Wednesday, March 4, 2015

A.E. van Vogt's "The Violent Male"



Back in the early 1950's the science-fiction writer A.E. van Vogt conceived of what he called "The Violent Male." In essence it was the man who thinks he is always right and can tolerate no dissent. This type of man, although they may think the human race is no better than an animal or insect, always think of themselves as gods.

He mentioned such people as Stalin and Hitler as some of the worst examples. They were capable of such destruction because they gained political power.

Colin Wilson picked up on van Vogt's idea, wrote a novel about it called The Killer, and mentioned the concept in some of his other books.

Both van Vogt and Wilson are correct in what they noticed, yet I would find it odd had these types of men have not been noticed for thousands of years. I believe they have.

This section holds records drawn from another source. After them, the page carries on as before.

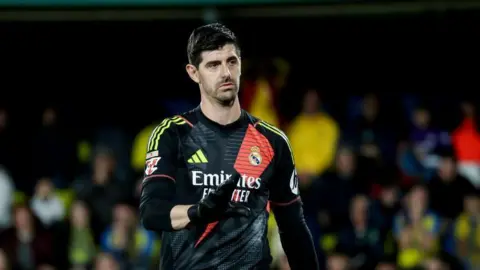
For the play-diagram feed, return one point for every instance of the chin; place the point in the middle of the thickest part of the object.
(227, 98)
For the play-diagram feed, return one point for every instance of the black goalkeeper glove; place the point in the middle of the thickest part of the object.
(217, 204)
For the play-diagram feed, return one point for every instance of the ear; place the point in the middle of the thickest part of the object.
(193, 73)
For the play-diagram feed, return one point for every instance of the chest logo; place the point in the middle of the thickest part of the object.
(151, 166)
(255, 157)
(198, 158)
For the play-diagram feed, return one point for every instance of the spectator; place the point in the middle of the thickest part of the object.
(466, 141)
(102, 191)
(361, 239)
(57, 151)
(369, 132)
(3, 261)
(467, 232)
(332, 193)
(81, 243)
(105, 261)
(27, 245)
(338, 261)
(448, 184)
(131, 245)
(6, 199)
(45, 203)
(313, 135)
(426, 140)
(416, 229)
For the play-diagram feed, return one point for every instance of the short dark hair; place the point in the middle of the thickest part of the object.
(208, 38)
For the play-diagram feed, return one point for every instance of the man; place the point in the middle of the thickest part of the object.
(211, 172)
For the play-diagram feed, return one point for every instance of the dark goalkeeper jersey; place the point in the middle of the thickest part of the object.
(198, 154)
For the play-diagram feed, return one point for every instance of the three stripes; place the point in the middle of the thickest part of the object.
(160, 129)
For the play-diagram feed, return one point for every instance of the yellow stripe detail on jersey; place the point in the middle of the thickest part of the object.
(279, 133)
(160, 129)
(198, 157)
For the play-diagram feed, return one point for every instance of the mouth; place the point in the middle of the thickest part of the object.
(226, 85)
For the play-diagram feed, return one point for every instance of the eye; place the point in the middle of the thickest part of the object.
(213, 65)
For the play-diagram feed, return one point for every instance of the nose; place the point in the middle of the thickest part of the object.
(226, 71)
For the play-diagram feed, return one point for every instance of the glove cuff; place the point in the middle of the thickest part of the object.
(193, 214)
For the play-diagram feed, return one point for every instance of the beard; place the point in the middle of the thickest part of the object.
(224, 96)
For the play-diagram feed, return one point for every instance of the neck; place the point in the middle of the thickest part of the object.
(221, 114)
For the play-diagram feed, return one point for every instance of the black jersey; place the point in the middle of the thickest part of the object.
(198, 154)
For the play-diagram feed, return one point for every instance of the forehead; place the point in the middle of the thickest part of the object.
(223, 53)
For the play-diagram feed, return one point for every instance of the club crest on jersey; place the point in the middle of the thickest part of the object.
(255, 158)
(151, 165)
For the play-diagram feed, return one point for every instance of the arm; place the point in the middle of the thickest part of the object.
(157, 211)
(287, 207)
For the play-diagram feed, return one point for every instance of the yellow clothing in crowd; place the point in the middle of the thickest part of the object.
(314, 141)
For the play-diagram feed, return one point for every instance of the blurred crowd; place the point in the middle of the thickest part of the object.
(382, 188)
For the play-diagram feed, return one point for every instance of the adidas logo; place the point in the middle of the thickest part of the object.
(198, 157)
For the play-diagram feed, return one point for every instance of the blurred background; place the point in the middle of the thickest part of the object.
(379, 100)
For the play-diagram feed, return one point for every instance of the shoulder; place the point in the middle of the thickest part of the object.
(274, 134)
(167, 131)
(277, 138)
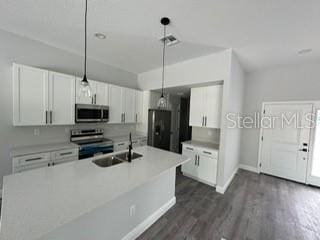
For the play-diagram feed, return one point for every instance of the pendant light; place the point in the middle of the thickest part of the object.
(162, 102)
(85, 89)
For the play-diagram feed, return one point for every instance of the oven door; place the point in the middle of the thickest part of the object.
(88, 113)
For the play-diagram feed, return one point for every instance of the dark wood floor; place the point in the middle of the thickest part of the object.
(255, 207)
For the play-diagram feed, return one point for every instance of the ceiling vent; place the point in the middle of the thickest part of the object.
(170, 40)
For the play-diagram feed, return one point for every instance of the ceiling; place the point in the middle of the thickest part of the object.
(262, 33)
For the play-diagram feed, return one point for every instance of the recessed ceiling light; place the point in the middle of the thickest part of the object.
(305, 51)
(100, 35)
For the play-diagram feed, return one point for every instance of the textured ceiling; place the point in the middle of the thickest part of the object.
(262, 33)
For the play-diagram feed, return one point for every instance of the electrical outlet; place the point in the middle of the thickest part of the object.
(132, 210)
(36, 131)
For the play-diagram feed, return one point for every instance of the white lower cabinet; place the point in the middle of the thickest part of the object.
(202, 166)
(40, 160)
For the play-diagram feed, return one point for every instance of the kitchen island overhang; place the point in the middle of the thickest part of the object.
(80, 198)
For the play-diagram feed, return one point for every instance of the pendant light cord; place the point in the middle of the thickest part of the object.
(163, 56)
(85, 38)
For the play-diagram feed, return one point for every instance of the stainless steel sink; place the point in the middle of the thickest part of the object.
(124, 156)
(107, 162)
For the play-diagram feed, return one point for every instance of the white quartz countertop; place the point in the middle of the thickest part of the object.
(38, 201)
(126, 137)
(25, 150)
(208, 145)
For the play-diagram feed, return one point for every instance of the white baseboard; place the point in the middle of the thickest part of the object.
(248, 168)
(223, 189)
(138, 230)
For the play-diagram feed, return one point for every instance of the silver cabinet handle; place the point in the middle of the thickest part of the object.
(33, 159)
(51, 113)
(66, 153)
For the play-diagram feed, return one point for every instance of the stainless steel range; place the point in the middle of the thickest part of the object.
(91, 142)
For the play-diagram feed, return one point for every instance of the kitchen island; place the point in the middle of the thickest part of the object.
(80, 200)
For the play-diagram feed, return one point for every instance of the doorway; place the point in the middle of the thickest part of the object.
(285, 140)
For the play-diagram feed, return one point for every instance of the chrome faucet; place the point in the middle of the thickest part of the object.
(130, 148)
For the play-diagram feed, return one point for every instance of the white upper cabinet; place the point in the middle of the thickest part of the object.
(115, 104)
(205, 106)
(139, 106)
(42, 97)
(129, 110)
(61, 99)
(30, 96)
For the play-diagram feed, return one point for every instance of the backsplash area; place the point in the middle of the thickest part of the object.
(206, 134)
(23, 136)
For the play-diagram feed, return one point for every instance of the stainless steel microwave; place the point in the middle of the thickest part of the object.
(88, 113)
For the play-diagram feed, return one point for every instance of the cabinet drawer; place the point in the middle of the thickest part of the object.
(67, 153)
(209, 153)
(31, 159)
(189, 148)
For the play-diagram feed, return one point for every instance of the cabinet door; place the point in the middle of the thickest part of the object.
(101, 94)
(196, 107)
(130, 105)
(115, 104)
(30, 94)
(82, 99)
(213, 105)
(139, 106)
(120, 146)
(207, 169)
(190, 167)
(61, 99)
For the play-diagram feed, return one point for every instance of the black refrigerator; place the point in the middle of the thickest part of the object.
(159, 128)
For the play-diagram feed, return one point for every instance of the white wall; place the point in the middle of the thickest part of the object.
(222, 66)
(290, 83)
(17, 49)
(206, 134)
(211, 68)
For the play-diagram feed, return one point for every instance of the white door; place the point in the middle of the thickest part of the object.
(197, 107)
(61, 99)
(30, 91)
(314, 153)
(190, 167)
(102, 94)
(213, 105)
(139, 106)
(284, 147)
(115, 104)
(129, 105)
(207, 169)
(82, 99)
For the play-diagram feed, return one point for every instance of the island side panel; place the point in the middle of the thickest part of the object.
(113, 220)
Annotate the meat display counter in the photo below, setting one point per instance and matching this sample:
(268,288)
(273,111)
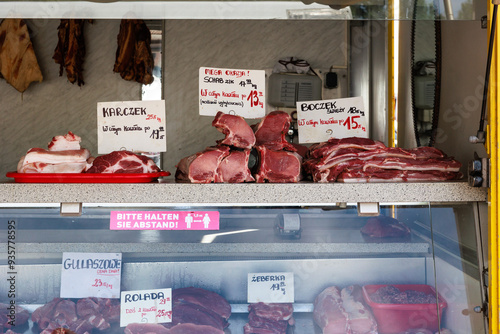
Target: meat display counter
(327,253)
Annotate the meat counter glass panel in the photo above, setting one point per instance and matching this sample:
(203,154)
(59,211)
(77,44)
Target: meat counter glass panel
(410,269)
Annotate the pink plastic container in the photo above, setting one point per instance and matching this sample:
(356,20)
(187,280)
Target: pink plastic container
(398,318)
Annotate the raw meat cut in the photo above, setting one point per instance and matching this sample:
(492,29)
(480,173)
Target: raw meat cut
(238,132)
(385,227)
(278,166)
(196,314)
(136,328)
(70,49)
(328,313)
(359,316)
(364,160)
(18,63)
(134,59)
(330,147)
(202,166)
(123,162)
(193,329)
(80,318)
(272,129)
(390,294)
(21,315)
(234,168)
(67,142)
(269,318)
(56,157)
(198,296)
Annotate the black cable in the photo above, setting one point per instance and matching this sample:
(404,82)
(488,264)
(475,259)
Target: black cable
(488,66)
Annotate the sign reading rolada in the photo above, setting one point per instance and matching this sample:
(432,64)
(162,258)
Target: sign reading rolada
(339,118)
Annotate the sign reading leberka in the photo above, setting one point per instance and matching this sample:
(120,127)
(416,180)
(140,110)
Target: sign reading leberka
(137,126)
(91,275)
(236,92)
(164,220)
(270,288)
(319,121)
(146,306)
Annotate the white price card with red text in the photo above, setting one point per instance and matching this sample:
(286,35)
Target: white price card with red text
(236,92)
(137,126)
(91,275)
(146,306)
(319,121)
(270,288)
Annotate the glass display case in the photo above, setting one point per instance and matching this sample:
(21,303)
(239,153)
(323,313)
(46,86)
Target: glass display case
(423,248)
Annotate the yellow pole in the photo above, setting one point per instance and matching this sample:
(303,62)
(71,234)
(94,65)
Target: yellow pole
(492,147)
(391,98)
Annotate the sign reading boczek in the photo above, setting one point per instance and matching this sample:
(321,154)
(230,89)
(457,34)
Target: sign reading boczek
(319,121)
(164,220)
(237,92)
(137,126)
(91,275)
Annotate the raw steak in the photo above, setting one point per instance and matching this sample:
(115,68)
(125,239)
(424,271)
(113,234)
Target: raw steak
(145,329)
(202,166)
(359,317)
(193,329)
(67,142)
(278,166)
(202,297)
(385,227)
(238,132)
(123,162)
(234,168)
(272,129)
(328,312)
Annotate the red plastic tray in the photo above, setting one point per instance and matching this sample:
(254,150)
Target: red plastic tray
(398,318)
(86,177)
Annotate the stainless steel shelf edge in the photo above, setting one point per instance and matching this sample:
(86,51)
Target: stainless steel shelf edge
(261,194)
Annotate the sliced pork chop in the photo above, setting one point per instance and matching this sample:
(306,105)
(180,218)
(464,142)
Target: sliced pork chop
(272,129)
(123,162)
(238,132)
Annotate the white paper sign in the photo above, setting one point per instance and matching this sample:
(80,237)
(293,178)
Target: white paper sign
(146,306)
(236,92)
(91,275)
(339,118)
(270,288)
(137,126)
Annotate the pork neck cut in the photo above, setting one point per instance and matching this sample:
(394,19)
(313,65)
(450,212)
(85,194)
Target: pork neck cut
(123,162)
(272,129)
(278,166)
(237,131)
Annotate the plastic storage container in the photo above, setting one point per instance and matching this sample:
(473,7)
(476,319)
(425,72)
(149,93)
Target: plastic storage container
(398,318)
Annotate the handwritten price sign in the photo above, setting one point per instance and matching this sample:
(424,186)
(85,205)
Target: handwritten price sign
(270,288)
(340,118)
(146,306)
(91,275)
(237,92)
(137,126)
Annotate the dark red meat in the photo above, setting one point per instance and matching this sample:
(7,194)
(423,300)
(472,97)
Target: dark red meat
(123,162)
(202,297)
(21,315)
(272,129)
(278,166)
(238,132)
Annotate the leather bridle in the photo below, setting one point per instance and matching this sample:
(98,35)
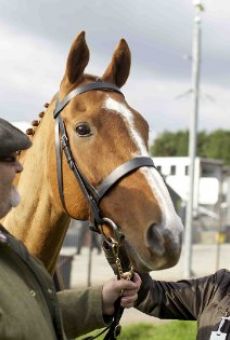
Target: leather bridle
(92,194)
(95,194)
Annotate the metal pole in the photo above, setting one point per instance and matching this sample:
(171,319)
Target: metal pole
(193,135)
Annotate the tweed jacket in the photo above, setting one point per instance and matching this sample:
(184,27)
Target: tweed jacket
(205,299)
(29,305)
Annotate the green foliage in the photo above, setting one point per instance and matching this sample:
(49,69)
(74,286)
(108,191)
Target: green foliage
(173,330)
(214,145)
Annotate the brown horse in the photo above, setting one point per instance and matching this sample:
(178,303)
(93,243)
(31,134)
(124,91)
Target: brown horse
(104,132)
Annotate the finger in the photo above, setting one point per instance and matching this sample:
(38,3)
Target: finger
(137,280)
(129,292)
(128,302)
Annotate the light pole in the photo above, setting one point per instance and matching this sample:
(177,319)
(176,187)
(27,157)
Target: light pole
(196,51)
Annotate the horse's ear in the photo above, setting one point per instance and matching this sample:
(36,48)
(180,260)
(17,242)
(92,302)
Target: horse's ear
(118,70)
(77,60)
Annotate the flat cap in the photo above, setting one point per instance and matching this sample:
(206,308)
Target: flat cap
(11,139)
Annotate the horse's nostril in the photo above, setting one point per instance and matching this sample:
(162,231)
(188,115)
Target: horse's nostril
(156,240)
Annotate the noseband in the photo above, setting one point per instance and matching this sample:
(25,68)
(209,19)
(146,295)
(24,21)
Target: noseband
(91,193)
(95,194)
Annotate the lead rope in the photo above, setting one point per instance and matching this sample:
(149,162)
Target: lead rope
(114,329)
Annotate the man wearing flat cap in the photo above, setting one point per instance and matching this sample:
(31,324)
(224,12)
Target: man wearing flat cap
(29,305)
(11,141)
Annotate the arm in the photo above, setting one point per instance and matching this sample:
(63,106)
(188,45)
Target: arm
(81,310)
(84,310)
(183,300)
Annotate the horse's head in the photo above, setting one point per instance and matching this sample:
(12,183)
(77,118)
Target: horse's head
(105,132)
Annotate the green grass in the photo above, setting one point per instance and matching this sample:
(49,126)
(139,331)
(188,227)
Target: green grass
(173,330)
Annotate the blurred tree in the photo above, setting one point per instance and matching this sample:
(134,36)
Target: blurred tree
(215,144)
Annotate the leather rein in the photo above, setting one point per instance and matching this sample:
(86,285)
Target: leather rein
(93,194)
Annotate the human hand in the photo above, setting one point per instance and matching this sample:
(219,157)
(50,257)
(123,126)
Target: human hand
(125,289)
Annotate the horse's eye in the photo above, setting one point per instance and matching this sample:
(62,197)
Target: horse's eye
(83,130)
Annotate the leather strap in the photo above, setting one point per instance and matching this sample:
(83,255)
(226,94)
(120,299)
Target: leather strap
(120,172)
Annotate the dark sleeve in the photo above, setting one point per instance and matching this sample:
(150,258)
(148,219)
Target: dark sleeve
(183,300)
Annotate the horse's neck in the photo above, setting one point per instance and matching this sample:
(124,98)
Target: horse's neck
(37,221)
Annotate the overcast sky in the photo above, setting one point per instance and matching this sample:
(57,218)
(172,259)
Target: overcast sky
(35,37)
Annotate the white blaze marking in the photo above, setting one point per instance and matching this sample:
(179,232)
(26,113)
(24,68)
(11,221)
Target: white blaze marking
(170,219)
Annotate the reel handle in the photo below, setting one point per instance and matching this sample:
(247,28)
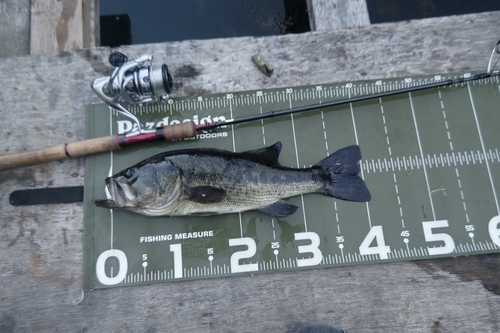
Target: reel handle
(94,146)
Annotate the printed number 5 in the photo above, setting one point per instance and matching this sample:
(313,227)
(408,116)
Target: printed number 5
(449,244)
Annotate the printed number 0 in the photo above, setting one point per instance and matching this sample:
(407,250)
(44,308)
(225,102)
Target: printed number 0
(317,256)
(449,244)
(493,230)
(101,264)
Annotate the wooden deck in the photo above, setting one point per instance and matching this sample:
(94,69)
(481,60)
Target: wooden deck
(42,103)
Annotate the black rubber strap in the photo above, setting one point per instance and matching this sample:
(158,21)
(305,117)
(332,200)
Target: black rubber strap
(43,196)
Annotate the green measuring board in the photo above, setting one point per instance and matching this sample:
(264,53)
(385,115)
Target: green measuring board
(430,159)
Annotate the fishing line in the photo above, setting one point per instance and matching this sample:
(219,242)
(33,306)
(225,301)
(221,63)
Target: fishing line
(135,82)
(496,49)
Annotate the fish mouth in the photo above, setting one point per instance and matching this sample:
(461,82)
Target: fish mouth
(118,194)
(106,203)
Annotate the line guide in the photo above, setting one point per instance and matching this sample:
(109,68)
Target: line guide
(430,158)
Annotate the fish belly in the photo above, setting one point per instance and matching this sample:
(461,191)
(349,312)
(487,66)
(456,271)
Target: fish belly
(248,186)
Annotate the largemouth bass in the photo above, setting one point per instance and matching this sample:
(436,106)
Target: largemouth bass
(211,181)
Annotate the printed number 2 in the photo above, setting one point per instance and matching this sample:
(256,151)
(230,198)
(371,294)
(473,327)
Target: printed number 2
(376,233)
(248,253)
(449,244)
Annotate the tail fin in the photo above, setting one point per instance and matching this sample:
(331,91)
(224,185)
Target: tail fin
(341,175)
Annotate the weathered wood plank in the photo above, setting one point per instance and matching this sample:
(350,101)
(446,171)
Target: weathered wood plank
(56,26)
(42,103)
(337,14)
(15,31)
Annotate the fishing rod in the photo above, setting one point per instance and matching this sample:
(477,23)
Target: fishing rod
(135,82)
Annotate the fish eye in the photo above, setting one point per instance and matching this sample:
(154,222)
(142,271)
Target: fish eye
(129,173)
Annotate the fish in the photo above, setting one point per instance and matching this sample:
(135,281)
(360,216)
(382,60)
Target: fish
(204,182)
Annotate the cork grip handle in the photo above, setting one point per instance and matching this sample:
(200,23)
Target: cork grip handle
(58,152)
(179,131)
(94,146)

As far back as the Old Testament these kinds of men were afflicted with Pride, as in "Pride goes before destruction, and a haughty spirit before a fall." Not surprisingly both van Vogt and Wilson noticed these men tended to destroy not only themselves but many others.

The ancient Greeks also noticed the character of these men. They considered them afflicted with Hubris -- the god of arrogance, lack of restraint, insolence and wanton violence, which is followed by Nemesis, the goddess of fate and revenge.

Wilson writes of these men: "Essential here is that the 'Right Man' must always have his way and is afraid of losing face above all ('How dare you talk to me this way?'): anything that might be an indication of his infallibility or erroneous ways, something that he can never admit."

"Losing face" means these men are motivated not by guilt (of which they have little if any) but instead by shame. And shame and humilation, as the psychiatrist James Gilligan has noticed, is what motivates murderers -- as is shown in one of the oldest stories in the West: that of Cain and Abel.

The Violent Man is always a scapegoater: i.e., he always blames his problems on someone else. He projects his own problems on them; they are the cause of his discomfort. And as M. Scott Peck noticed, "Scapegoating is the genesis of human evil."

Every political ideology that I am familiar with is based on splitting things into all-good or all-bad, on scapegoating, on the belief in always being right. Whether it is Marxism or Nazism or Republians and Democrats, it is all based on avoiding shame and humiliation and destroying those who oppose its "rightness."

Not surprisingly, this is one of the reasons why politics will never solves any problems, not when we see yourself as absolutely right and your opponents as evil.

As Gary Gibson writes, "Politics...thrives by amplifying divisions, creating social friction within and war without."

Unfortunately, these days, long after van Vogt wrote his book, we're getting women like this.

2 comments:

Anonymous said...

"Unfortunately, these days, long after van Vogt wrote his book, we're getting women like this."

@Bob: I do not understand what you're getting at with this last statement.

Bob Wallace said...

Feminism, which has infected women who say they are not feminists, is based on women good, men bad. And this does terrible violence men, and to women, although many of the latter can't see it and therefore can't admit it.